Mais le meilleur vient après l’entracte dans une deuxième partie entièrement consacrée à Ravel. S’attaquer à Gaspard de la nuit est un défi pour n’importe quel pianiste, mais on aura compris que la difficulté de la musique n’a pas de quoi intimider la brillante interprète qui de façon impressionnante va allier technique souveraine et magie de l’interprétation. Le début d’« Ondine » est simplement magique avec cette égalité de toucher parfaite, cette sonorité moirée dans les impassibles accords à la main droite, et le dépouillement du chant à la main gauche dont la clarté fait penser à une cloche d’argent. Et que dire des glissandos à la main gauche menés à la perfection ?

Dès les obsédantes octaves qui ouvrent « Le Gibet », Beatrice Rana offre une interprétation parfaitement maîtrisée de ce deuxième volet. Elle sait à tout moment où elle va et sa sonorité magiquement variée dans les accords ppp dont on a l’impression qu’ils ont été pesés au microgramme près est véritablement hypnotique, au point que chaque toux dans la salle fait craindre que le charme ne se rompe. La fin du morceau, où retentit à nouveau ce glas des si bémol répétés, est admirable, avec un jeu qui exprime un déchirant sentiment d’immobilité glacée.

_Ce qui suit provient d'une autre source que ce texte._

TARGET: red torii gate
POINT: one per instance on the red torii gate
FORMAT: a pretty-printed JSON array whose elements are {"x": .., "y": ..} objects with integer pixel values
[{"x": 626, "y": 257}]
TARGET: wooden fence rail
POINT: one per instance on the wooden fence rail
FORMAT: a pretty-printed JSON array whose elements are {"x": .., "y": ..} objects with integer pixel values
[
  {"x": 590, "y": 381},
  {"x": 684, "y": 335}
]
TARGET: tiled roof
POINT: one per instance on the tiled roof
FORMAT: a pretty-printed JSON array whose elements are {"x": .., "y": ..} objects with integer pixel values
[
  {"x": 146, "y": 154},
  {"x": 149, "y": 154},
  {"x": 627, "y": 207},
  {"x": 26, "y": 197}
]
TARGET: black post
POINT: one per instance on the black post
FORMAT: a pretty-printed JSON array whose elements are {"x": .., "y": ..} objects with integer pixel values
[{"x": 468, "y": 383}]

« Scarbo » est un démon déchaîné, bondissant et diabolique. Plus encore que les exigences techniques surmontées avec une facilité déconcertante, c’est l’éloquence de l’interprète qui captive comme dans ces ostinatos dans les graves à la main gauche, qui sonnent comme autant de mystérieux et menaçants borborygmes souterrains, exactement comme ceux qui ouvrent La Valse (dans la transcription pour piano due au compositeur) sur laquelle se termine le programme. Après avoir fait émerger le thème de valse à la main droite comme au départ du néant, Rana livre ensuite une version enivrante de l’œuvre. Car même quand la musique dérive vers une espèce de folie, la pianiste ne se crispe à aucun moment, témoignant d’une sûreté digitale absolue et accomplissant des miracles de sonorité. 

Le public enthousiaste se verra accorder deux bis : la Valse op. 39 n° 15 de Brahms et, pour terminer en beauté, La Fileuse de Mendelssohn.